Actually, that is just the sort of thing that happens when you split infinitives. Using proper grammar saves lives.

That begs the question of why such automation isn’t used more. The “Jeffries tubes” are ergonomically ill-designed in terms of access by the engineering crew for apparently routine servicing; for some reason the ships’ designers made the tubes big enough to move through only in a severe crouch, and many of them have open ports with large vertical drops and only built in ladder to move up and down with no apparent fall protection even though all of the gravity on the ship is artificially generated and could presumably be deactivated in that area for ease of movement.
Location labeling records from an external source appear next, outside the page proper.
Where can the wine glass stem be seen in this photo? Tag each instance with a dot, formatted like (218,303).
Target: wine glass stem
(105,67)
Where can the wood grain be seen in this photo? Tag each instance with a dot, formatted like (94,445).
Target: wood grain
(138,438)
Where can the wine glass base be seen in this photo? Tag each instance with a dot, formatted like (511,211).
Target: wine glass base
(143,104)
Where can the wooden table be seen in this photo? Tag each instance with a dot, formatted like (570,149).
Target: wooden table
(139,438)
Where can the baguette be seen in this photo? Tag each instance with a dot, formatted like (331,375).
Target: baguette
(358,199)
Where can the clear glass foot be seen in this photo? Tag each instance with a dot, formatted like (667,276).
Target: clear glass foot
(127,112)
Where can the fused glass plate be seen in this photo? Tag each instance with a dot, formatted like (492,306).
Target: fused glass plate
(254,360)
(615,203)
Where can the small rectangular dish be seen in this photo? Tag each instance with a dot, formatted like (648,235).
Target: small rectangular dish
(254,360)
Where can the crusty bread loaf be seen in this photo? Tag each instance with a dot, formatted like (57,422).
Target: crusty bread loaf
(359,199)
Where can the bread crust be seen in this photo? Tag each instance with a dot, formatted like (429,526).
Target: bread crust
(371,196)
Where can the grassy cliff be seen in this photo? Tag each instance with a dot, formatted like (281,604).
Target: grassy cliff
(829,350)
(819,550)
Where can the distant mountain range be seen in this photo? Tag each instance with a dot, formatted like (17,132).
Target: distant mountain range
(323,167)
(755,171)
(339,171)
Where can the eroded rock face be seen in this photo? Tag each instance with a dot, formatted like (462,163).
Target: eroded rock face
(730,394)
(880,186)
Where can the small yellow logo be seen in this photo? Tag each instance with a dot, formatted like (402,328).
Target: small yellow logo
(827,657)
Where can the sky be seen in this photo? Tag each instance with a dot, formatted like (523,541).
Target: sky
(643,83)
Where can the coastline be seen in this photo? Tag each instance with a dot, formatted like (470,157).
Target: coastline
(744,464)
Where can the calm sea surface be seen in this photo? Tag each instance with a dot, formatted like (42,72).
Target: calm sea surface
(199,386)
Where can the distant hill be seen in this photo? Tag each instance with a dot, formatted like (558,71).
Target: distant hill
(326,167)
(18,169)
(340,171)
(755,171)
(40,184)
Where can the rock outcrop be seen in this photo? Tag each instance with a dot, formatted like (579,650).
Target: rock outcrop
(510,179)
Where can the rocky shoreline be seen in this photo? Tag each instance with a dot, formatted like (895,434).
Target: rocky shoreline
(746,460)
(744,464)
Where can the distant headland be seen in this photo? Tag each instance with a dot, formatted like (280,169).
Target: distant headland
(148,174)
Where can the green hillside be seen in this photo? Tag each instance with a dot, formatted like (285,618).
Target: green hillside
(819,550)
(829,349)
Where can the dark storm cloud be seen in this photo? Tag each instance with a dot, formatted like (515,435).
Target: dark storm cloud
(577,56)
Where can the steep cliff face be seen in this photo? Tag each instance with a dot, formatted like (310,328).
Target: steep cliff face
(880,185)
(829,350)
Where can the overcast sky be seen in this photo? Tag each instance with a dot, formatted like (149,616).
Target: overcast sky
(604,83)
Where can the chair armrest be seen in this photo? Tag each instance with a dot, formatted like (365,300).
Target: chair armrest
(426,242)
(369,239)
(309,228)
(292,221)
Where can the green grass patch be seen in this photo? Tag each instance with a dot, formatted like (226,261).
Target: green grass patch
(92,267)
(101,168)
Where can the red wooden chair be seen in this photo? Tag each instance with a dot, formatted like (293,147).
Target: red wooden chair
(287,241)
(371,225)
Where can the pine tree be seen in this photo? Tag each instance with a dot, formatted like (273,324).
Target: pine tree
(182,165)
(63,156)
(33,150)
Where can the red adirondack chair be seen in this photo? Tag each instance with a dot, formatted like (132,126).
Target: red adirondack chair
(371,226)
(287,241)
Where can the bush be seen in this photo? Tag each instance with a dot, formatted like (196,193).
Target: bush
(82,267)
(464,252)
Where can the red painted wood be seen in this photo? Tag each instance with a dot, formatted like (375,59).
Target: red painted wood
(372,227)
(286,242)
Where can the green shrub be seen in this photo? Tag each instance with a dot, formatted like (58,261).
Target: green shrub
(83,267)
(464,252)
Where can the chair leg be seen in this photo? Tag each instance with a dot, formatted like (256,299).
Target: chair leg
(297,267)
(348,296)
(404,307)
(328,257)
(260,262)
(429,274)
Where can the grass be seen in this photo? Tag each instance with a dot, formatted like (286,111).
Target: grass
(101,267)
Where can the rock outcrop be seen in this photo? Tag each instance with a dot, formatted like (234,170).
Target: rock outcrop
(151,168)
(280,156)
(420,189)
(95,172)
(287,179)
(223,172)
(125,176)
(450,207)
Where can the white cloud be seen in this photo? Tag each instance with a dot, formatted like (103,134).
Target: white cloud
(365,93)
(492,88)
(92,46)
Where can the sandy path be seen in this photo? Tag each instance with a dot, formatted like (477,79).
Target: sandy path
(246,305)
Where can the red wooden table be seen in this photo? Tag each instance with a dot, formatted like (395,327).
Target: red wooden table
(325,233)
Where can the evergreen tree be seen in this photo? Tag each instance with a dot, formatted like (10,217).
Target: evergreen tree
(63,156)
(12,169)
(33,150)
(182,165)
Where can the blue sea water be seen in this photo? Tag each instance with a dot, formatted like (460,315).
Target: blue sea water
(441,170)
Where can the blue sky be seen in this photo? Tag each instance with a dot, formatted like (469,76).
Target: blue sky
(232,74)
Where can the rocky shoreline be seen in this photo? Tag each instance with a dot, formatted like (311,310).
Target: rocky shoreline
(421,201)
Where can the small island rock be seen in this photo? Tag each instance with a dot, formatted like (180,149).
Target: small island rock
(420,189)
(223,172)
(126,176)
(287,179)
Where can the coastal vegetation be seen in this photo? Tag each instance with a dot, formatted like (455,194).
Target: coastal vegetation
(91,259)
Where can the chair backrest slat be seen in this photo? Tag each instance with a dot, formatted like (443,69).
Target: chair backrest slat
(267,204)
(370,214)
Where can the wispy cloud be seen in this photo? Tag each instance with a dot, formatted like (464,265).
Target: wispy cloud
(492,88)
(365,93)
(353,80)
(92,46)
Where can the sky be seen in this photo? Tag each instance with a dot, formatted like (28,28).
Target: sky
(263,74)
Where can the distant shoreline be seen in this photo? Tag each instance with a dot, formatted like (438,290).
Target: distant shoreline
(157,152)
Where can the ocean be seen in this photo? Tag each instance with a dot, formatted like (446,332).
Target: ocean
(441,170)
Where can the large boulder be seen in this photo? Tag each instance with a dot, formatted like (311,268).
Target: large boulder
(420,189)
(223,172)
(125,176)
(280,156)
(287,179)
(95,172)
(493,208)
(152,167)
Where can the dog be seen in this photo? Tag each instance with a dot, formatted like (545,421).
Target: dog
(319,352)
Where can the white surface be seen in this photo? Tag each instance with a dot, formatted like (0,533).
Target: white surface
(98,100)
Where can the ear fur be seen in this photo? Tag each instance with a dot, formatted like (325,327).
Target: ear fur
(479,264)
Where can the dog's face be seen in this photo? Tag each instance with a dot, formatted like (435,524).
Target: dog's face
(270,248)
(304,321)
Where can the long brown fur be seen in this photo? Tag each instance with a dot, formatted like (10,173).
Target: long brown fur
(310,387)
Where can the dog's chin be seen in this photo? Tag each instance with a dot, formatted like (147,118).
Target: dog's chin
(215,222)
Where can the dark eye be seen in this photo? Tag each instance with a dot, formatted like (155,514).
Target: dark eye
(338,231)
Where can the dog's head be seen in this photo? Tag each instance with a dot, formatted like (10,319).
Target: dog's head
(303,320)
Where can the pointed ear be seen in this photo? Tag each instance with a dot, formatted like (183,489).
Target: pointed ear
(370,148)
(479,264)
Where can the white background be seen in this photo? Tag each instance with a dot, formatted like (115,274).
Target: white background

It would make more sense to have the internal workings of the ship accessibly primarily by remotely operated or autonomous servitors and only human servicing in an extreme case of damage or failure. Instead, we see no automation except for the ship’s computer, and everybody seems shocked that Lt. Cmdr Data is an android as if the technology of the era shouldn’t be able to crank them out by the billions. We can only imagine what Snowpiercer-esque horror show is going on under the deck panels in Main Engineering.

On that basis, we may assume that the junior crew on away teams are not selected for their skills, bravery, or fighting prowess, but for how low they stand on the weekly crew popularity survey. Ensign Schmidt developed an annoying whistling habit and next thing you know he’s demoted from Junior Astrodynamical Gravitation Technician to Security Team Member #2, given a red uniform shirt, and sent down to the next planet with Kirk, Bones, and the attractive new blonde lieutenant in a gold miniskirt to demonstrate that the apparently idyllic forest moon populated by walking teddy bears is actually a cannibal nightmare from the mind of Wes Craven.

Stranger

Hey, don’t blame me! I was merely quoting the Trekkie Bible:

“Although the *Enterprise *is a military vessel, its organization is only semimilitary.”

and

“Reference is occasionally made to ‘the crew,’ in which case it is a generalized statement meant to include everyone aboard the ship. A reference to ‘senior officers’ would refer to a much smaller, specific group of the crew members.”

(Op. cit., P. 209)

I don’t make up this shit, I just parrot it. :smiley:

First published in 1968, however, it does not cover the third season and is therefore not “the complete history.”

“Yeoman” wasn’t a rank, but a description of duties. They were basically personal assistants, their responsibilities apparently consisting mainly of getting coffee for the captain, bringing him stuff to sign, and having a crush on him. They were apparently mostly of the lowest rank (ensign or whatever), except in one of the movies there was a yeoman who was a lieutenant jg.

Not a recent policy at all; the Royal Navy court-martialed any captain who lost his ship, as far back as the 18th century, if Patrick O’Brian can be trusted (and he’s usually pretty accurate with the history). Jack Aubrey faces one after losing the Sophie to the French; he’s cleared.

According to Wikipedia, (which I trust less than I do POB), most navies hold a court-martial when a ship is lost, which is less about assigning blame and more to establish and record the circumstance of the incident.

I have no idea of how accurate that page is with regards to canon but it says that Yeoman Rand from TOS was enlisted.

The best bet is to just ignore anything Roddenberry said about ranks. Can anybody actually envision Janice Rand going through astronaut school? Or any of the red shirts that get blown up, disintegrated, zapped, turned into duodecahedrons?

The Great Bird of the Galaxy was and always will be full of horta shit.

I am shocked, ***shocked ***to learn of this inconsistency! :eek: :dubious:

What a burn.

A LOT of people figured “Yeoman” was Trek-speak for female go-fer.

TMoST is one of my favorite books! My copy is so dog-eared and ratty! I loved the discussion on why the green makeup planned for Spock wasn’t photographing green.

The 60s censors were adamant the Kirk HAD to keep his mouth closed during kissing.

The censors also vetoed any costume design that revealed the UNDERSIDE of a woman’s breast. Nobody understood why. Some speculated the censors thought moss grew there.